By Adam Anderson
From coffee makers designed to brew your morning cuppa before you get out of bed to cars that park themselves, it seems like technology is capable of something new and wonderful every day. And while many of these time savers are just that—invaluable resources that restore precious minutes back to our calendars—that does not mean that unmanned operations are the solution to all things online.
Take, for example, your international capabilities to reach new customers. International markets are a great source of incremental bookings, so make sure your hotel has a plan in place to reach what could be some of your hotel’s most important new customers. While some might think that a U.S. site merely needs a Google translation to be good to go, this most certainly is not the case. Don’t worry, with the right OTA partnership, you can position your hotel well to these prospective visitors with minimal effort. Here are a few things to consider when considering your OTA partnership as a means to drive international bookings.
1. Talk the talk
Some businesses argue that since English is spoken in virtually every country, why go through the effort of translating at all? It’s about confidence and convenience. The customer wants to know that they are booking exactly what they want, that they understand the terms and conditions, that they are comfortable with how the site works, and also that they are dealing with a company that values their customs and culture and, therefore, their business. It’s easy to see that this will be a more effective approach than a generic, all-purpose English site.
Taking this a step further, the quality of the translation matters, too. Too often, translations are either shoddy or read nothing like how a local would speak. More often they come across as if a far-from-perfect translation program were used instead. Also, different dialects of a language are spoken in different countries. For example, Argentina, Spain and Mexico all have different dialects of Spanish; it is important to use the right version for your site in those countries.
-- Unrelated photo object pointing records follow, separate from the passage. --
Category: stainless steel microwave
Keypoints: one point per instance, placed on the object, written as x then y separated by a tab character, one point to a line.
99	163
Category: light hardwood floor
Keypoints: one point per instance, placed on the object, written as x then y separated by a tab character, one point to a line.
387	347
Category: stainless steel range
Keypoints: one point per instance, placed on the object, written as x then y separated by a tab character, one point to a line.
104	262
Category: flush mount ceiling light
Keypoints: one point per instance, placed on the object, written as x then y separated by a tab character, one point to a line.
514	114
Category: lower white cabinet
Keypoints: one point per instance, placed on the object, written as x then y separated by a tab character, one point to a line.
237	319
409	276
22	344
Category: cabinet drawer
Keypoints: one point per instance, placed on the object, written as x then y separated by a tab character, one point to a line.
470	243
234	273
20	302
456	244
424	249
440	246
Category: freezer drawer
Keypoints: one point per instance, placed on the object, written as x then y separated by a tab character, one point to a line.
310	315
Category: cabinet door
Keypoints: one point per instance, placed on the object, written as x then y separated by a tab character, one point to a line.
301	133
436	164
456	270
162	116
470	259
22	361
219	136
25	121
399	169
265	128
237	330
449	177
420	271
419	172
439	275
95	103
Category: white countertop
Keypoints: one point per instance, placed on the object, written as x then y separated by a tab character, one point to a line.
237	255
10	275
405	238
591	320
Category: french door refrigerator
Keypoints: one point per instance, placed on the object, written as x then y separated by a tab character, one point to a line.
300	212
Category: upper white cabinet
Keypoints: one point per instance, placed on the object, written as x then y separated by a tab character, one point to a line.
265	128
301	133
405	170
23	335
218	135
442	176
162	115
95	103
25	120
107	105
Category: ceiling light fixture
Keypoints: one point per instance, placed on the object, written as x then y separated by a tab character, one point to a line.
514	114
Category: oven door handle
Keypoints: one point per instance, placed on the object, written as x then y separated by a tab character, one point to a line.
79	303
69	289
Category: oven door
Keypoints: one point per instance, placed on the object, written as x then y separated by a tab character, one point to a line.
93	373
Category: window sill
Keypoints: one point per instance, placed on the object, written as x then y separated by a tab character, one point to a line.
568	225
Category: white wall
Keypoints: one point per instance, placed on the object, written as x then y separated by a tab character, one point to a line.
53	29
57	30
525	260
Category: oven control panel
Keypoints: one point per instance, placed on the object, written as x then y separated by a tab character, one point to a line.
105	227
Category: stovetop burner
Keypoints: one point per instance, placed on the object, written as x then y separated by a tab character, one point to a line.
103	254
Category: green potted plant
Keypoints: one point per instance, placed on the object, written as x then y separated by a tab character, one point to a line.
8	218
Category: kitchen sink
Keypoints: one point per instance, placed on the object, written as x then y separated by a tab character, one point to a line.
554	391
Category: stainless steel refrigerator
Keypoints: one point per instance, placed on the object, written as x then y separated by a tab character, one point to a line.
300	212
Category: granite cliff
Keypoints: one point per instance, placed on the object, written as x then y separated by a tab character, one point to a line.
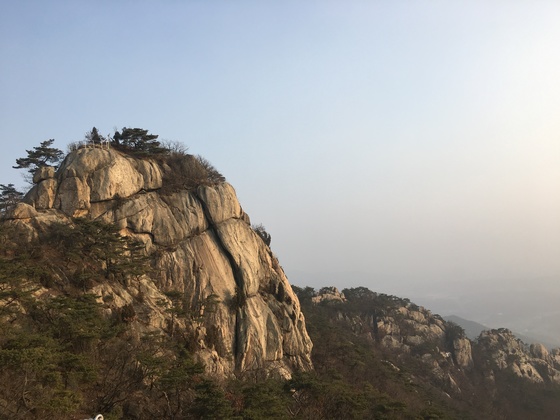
244	317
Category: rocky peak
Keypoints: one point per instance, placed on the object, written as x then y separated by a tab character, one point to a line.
504	351
202	246
328	294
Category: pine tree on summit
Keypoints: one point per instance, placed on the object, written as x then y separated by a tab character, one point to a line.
138	141
43	155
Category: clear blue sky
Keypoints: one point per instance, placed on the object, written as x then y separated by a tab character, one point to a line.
390	144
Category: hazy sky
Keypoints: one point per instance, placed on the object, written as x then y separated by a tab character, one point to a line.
390	144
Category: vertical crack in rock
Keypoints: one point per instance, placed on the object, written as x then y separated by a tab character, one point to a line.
237	277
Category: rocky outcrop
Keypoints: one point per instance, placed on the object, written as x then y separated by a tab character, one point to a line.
328	294
245	318
504	352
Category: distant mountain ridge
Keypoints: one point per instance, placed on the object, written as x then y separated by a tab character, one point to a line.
473	330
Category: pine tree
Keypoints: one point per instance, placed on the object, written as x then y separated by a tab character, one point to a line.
94	137
40	156
138	141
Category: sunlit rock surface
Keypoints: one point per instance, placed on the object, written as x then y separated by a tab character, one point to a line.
243	314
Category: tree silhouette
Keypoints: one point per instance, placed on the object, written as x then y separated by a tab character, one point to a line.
43	155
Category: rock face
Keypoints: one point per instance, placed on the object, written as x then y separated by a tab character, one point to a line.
246	319
504	351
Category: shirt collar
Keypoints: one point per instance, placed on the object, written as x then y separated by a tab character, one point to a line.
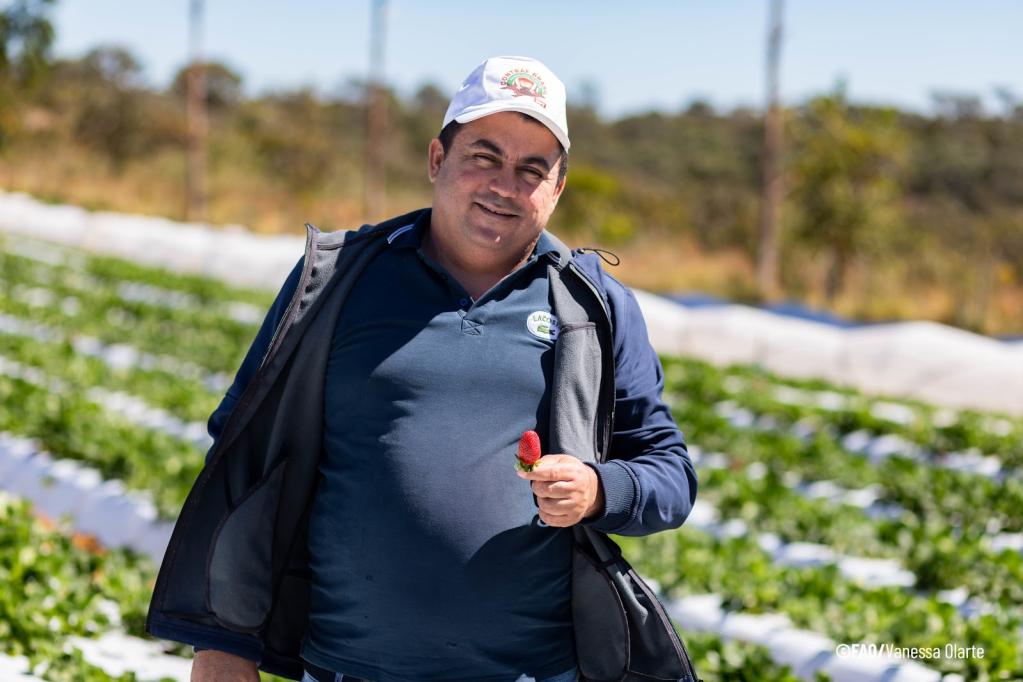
410	236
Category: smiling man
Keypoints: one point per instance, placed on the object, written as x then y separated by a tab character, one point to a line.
359	516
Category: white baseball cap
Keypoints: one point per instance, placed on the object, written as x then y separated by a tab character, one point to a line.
512	84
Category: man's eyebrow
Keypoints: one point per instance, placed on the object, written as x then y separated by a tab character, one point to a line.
490	146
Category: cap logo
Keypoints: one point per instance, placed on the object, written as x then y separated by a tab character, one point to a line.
524	83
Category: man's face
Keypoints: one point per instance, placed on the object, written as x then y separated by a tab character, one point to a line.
494	190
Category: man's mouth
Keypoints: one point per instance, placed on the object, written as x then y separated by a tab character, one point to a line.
499	213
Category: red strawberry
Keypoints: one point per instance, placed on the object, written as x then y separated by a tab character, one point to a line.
529	451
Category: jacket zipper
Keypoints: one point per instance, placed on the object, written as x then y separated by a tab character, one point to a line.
290	311
607	375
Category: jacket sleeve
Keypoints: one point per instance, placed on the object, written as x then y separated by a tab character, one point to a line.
649	480
254	357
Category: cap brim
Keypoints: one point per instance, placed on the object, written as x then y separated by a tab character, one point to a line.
507	105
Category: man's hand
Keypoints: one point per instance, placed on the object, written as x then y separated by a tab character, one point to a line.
567	491
210	666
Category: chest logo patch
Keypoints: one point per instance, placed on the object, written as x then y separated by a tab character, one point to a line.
542	325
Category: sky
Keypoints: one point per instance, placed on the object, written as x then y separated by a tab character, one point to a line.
635	55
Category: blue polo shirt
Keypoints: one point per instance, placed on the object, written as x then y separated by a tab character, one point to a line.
428	560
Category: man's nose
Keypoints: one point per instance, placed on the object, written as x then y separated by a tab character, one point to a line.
504	182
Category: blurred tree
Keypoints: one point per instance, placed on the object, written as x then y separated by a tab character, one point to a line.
845	173
112	118
223	86
26	38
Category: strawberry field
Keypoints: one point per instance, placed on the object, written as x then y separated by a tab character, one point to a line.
825	517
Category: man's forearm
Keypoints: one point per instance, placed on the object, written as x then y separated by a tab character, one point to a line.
210	666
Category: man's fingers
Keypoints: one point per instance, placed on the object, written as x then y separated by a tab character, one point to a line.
556	489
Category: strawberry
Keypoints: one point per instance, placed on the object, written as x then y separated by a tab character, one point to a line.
529	451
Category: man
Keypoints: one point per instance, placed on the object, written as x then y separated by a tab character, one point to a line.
431	350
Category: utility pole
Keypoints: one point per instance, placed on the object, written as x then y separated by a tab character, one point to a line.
195	112
373	195
772	188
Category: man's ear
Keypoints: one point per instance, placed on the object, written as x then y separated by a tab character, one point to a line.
560	187
435	157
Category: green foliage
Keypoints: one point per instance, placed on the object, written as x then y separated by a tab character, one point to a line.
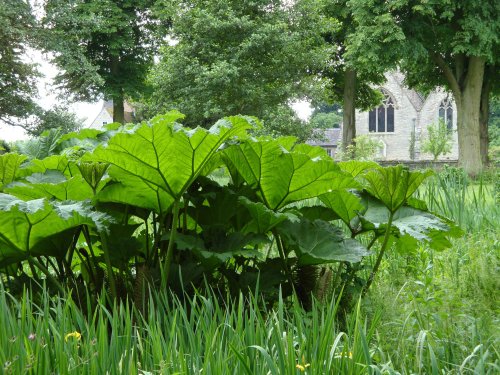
17	76
235	57
323	120
438	141
143	198
57	118
102	48
40	147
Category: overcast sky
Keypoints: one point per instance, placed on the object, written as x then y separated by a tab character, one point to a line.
88	111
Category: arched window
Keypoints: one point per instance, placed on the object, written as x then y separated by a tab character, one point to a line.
381	119
446	112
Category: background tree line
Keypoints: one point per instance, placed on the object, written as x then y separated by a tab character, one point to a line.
215	58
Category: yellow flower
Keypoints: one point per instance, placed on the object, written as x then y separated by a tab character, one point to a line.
302	367
75	334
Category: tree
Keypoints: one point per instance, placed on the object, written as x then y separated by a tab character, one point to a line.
354	65
103	47
438	140
453	44
57	118
17	77
233	57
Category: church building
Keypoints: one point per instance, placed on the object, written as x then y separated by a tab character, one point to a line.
402	112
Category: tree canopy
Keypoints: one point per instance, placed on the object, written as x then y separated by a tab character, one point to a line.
447	43
103	48
233	57
17	76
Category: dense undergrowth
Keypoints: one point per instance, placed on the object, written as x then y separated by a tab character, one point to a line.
308	250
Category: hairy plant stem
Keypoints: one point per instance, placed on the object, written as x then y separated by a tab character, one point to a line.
170	249
380	255
107	259
33	262
283	257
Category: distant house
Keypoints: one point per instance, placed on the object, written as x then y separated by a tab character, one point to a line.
329	141
105	115
402	112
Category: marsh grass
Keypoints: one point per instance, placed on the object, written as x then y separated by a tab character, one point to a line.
204	334
428	313
472	204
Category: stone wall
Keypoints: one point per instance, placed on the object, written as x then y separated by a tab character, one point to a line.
408	115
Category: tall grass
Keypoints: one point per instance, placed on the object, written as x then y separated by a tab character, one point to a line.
442	308
202	335
471	204
428	313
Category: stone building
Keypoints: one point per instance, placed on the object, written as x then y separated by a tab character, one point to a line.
105	115
402	112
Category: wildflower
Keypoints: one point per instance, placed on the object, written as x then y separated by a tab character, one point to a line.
302	366
344	355
75	334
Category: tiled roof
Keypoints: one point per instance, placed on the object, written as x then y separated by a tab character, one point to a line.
330	138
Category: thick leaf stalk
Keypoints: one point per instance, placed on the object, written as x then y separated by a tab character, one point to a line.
380	255
170	249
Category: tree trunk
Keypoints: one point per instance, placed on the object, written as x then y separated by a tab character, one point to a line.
468	113
349	119
117	92
118	110
484	116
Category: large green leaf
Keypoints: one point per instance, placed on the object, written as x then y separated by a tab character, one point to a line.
281	177
393	185
318	242
53	185
263	219
28	227
165	156
357	167
411	225
133	190
54	162
345	204
9	167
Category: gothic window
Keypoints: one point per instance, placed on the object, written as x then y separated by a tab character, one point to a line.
381	119
446	112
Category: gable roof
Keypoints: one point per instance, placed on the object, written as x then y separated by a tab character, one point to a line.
330	139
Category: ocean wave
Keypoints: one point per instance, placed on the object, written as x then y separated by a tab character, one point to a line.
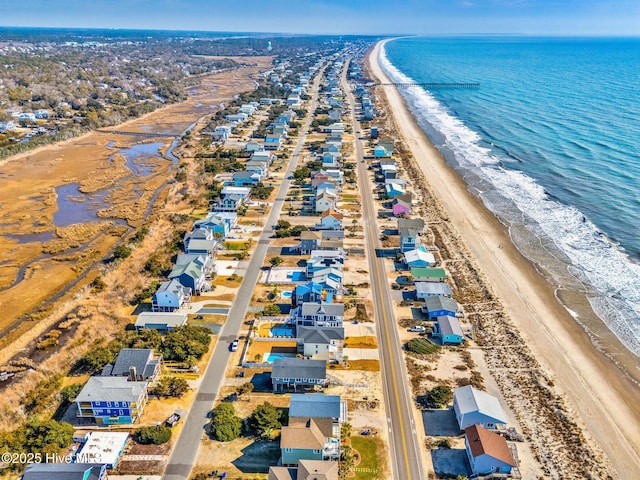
586	252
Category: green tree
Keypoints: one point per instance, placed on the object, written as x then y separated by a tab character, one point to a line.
264	419
271	310
225	425
244	388
121	251
169	386
438	397
154	435
275	261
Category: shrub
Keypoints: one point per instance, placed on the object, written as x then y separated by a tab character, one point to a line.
155	435
422	346
225	425
437	397
264	419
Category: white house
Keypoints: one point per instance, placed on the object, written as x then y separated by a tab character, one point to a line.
488	452
474	407
330	220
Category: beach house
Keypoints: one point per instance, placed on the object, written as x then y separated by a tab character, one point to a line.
409	239
438	306
475	407
313	432
112	400
306	470
449	331
170	296
66	471
298	375
161	321
318	314
428	274
330	220
321	343
487	452
137	364
418	257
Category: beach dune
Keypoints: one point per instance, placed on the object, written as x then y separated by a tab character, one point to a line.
605	401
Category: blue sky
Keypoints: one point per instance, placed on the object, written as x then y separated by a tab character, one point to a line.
552	17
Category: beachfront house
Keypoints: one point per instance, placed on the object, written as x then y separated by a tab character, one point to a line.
400	206
432	289
475	407
246	178
66	471
298	375
324	201
200	241
393	189
161	321
107	447
213	223
449	331
418	257
409	239
330	220
309	241
306	470
487	452
314	421
191	275
321	343
428	274
170	296
318	314
416	224
137	364
112	400
438	306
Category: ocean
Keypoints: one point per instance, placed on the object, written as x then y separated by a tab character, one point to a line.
550	142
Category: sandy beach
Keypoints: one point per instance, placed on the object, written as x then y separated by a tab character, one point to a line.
601	399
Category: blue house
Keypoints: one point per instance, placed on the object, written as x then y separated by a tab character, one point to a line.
66	471
449	330
393	189
438	306
246	178
112	400
214	223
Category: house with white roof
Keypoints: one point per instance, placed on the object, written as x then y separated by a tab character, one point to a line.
475	407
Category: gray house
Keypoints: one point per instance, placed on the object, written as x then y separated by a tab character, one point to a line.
138	364
474	407
320	314
171	296
298	375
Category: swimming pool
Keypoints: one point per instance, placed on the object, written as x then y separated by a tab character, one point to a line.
271	357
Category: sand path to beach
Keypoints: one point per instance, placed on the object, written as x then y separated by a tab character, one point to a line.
608	403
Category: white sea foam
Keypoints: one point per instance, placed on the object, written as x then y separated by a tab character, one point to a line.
594	260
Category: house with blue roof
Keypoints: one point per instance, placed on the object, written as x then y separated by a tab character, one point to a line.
112	400
313	432
170	296
438	306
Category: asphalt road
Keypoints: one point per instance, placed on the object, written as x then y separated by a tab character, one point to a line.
406	463
186	448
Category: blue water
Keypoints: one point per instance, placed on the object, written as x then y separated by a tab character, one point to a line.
550	143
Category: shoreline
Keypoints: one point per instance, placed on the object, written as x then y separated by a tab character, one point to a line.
588	378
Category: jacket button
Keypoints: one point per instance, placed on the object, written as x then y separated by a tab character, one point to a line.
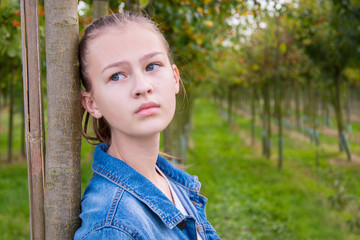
181	225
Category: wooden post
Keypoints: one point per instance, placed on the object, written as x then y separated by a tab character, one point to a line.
33	116
100	8
62	167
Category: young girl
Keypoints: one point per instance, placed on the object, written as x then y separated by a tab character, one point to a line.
130	88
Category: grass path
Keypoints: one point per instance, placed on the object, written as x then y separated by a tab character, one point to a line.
250	199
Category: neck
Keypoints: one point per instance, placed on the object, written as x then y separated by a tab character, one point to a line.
139	153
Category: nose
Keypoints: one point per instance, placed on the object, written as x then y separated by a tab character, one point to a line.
142	85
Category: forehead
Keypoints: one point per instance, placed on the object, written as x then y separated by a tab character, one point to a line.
126	41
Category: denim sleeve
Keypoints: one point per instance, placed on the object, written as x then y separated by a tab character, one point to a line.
109	234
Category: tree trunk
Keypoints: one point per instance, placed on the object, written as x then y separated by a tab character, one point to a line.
176	135
33	116
229	104
100	8
266	122
253	115
278	109
62	168
343	143
11	115
297	108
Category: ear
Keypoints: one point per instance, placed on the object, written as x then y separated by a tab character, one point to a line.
89	104
176	75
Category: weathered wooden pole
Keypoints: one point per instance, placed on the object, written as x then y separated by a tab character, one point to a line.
100	8
62	163
33	116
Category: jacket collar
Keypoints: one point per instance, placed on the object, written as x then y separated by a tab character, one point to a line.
140	187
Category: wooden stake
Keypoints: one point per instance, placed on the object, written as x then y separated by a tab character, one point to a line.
33	116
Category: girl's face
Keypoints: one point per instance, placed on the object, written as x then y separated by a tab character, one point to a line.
133	82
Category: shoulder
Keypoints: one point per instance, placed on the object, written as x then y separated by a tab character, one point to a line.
179	176
113	232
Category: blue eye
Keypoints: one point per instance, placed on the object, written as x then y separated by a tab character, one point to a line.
152	67
117	76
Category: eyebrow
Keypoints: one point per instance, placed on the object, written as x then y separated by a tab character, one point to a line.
117	64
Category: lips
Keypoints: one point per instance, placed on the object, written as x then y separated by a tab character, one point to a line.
147	109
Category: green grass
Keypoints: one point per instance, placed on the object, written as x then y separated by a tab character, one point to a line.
249	198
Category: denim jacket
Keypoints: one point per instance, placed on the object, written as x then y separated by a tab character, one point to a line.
120	203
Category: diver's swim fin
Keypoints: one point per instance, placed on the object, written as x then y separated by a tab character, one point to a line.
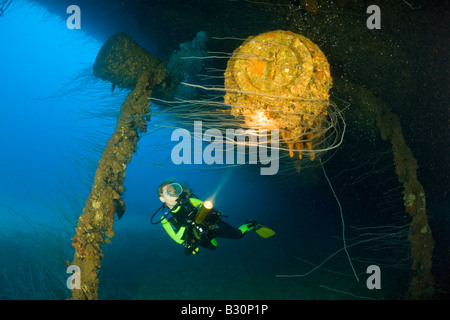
264	232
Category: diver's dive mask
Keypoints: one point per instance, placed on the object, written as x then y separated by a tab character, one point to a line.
174	190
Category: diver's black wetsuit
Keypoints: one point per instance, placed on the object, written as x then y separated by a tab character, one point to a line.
221	230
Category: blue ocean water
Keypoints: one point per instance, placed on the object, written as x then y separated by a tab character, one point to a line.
55	120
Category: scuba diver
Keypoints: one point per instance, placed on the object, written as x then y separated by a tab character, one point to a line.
193	222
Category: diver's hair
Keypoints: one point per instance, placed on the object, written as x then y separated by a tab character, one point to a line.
185	187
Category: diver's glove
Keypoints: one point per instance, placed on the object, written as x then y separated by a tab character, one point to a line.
252	224
188	250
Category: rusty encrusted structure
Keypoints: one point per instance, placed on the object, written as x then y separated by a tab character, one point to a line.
127	65
420	236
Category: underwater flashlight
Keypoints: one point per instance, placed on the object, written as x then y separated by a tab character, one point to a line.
203	211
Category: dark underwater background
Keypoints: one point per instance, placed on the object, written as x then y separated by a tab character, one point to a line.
56	117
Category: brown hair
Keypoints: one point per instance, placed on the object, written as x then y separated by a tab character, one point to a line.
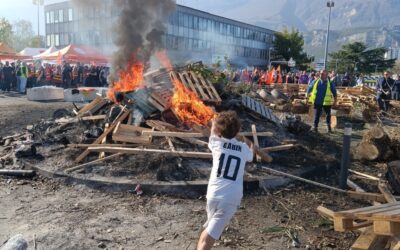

Companies like Expedia, have invested heavily in a multilingual staff and technology to assist them. Having experts on the ground in a given country provides invaluable insight into correct linguistic tone, style and commonly-used idioms. For example, Expedia has the capabilities to translate content into as many as 38 languages, which is a huge plus considering we market 240,000-plus hotels in more than 70 countries worldwide.
2. Keep the currency
It should go without saying that the easier the shopping process, the higher the conversion rate. It’s easier for a guest in Taiwan to plan a trip to your hotel in California if they can easily understand your nightly rate. Transacting in the local currency takes the guesswork out of the booking process for guests who are unfamiliar with the U.S. dollar or don’t want to calculate exchange rates.
3. Make it culturally correct
If there’s one, overriding theme here, it’s to make sure your OTA understands your target customer. This will impact design, user interface, and payment options that resonate with native shoppers. For example, the Japanese language is difficult to type on a computer. Therefore, instead of having a search field to type in the desired destination, we’ve created drop down menus and buttons for top searched destinations. This improves both time to search and conversion.
Also, different cultures use different payment types, and your OTA needs to adapt to meet those cultural preferences. In the US, credit card payments are the norm, but in India, the locals prefer direct bank billing. And then in Brazil, installment plans are the common way to pay for even everyday purchases. If you want to attract these potential guests, your OTA needs to offer these options, as well.
4. Be Visible and Relevant.
Finally, you can do all these things, but if travelers don’t know about your business, how are they going to transact with you? You need to build a brand and employ effective marketing campaigns in these regions. Expedia spent more than $2B in marketing in 2013, and that money goes to search engine marketing, advertising, metasearch, public relations, social media and marketing partnerships to drive awareness and demand to the sites that showcase your property.
International travel is a tremendous opportunity for hoteliers. International travelers generally book farther out, cancel half as often and stay twice as long. The right strategic partner that has the expertise and resources to deliver this demand can make a real difference to your bottom line.
Adam Anderson is director of industry relations, Expedia. Prior to joining Expedia, he worked in marketing and PR for technology companies Microsoft and Dolby Laboratories.